Profit Distribution

At Unilabs, profit distribution is fully automated, transparent, and aligned with the interests of our ecosystem. Using smart contracts and decentralized financial logic, platform-generated revenues are distributed back to the community in multiple rewarding ways.

1. Staking Rewards for UNIL Holders

Users who stake the UNIL token are eligible to receive a portion of the platform’s profits in the form of regular staking rewards. These rewards are distributed automatically based on the amount and duration of tokens staked. Mechanism: Smart contracts calculate proportional rewards in real-time, ensuring fair and gas-efficient payouts. Frequency: Distributed on a rolling basis or via claimable cycles, depending on the product pool.

2. Airdropped Yields from Profit Pools

A portion of profits generated from yield products, transaction fees, or treasury activities is distributed to eligible users through airdrops. These airdrops may be in stablecoins, native tokens, or a percentage of earnings from successful pools. Eligibility: Based on activity (e.g., active pool participants, top-tier UNIL stakers, or contributors). Transparency: All airdrop events and distributions are verifiable on-chain.

3. Buybacks & Burns

To support long-term value and reduce circulating supply, Unilabs may allocate part of its revenue for UNIL token buybacks and periodic burns. Effect: Increases scarcity of UNIL over time, rewarding long-term holders and stakers with price appreciation. Governance Controlled: Community votes may determine burn schedules and thresholds.
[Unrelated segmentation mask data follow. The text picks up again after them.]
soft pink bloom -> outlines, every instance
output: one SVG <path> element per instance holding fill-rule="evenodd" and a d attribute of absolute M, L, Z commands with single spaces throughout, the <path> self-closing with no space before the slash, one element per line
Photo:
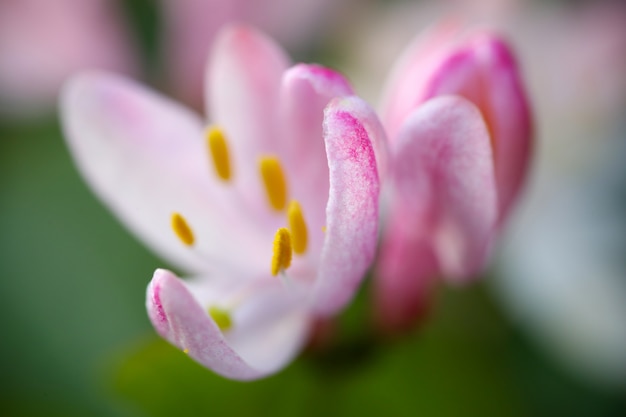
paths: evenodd
<path fill-rule="evenodd" d="M 134 71 L 125 35 L 110 1 L 0 2 L 0 114 L 52 108 L 61 84 L 79 70 Z"/>
<path fill-rule="evenodd" d="M 230 176 L 218 176 L 206 121 L 116 76 L 72 80 L 63 122 L 104 202 L 194 276 L 154 273 L 146 303 L 158 333 L 218 374 L 249 380 L 284 367 L 313 319 L 344 307 L 371 264 L 384 132 L 343 76 L 289 67 L 276 44 L 242 26 L 217 37 L 206 99 Z M 291 214 L 268 200 L 259 165 L 268 157 L 280 161 L 284 196 L 299 202 L 308 231 L 306 250 L 293 253 L 282 278 L 270 273 L 275 233 L 288 227 L 297 238 Z M 193 230 L 192 245 L 170 228 L 175 212 Z"/>
<path fill-rule="evenodd" d="M 402 328 L 434 278 L 463 283 L 484 267 L 525 178 L 531 124 L 506 43 L 455 24 L 405 52 L 382 120 L 393 170 L 376 295 L 382 322 Z"/>
<path fill-rule="evenodd" d="M 165 24 L 167 78 L 185 102 L 199 105 L 211 45 L 220 28 L 231 21 L 259 27 L 290 48 L 310 47 L 314 35 L 348 0 L 160 0 Z"/>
4. Automated via Smart Contracts

All profit distributions—staking, airdrops, rewards—are governed and executed through audited smart contracts. This ensures:

  • No manual intervention or centralized custody

  • Timely and trustless execution

  • Fully transparent tracking via on-chain dashboards

5. Community & Ecosystem Incentives

A small portion of profits is reserved for ecosystem growth, supporting community contributors, funding new product experiments, and incentivizing strategic partnerships or liquidity providers. Examples: Contributor grants, community bounties, and liquidity mining campaigns.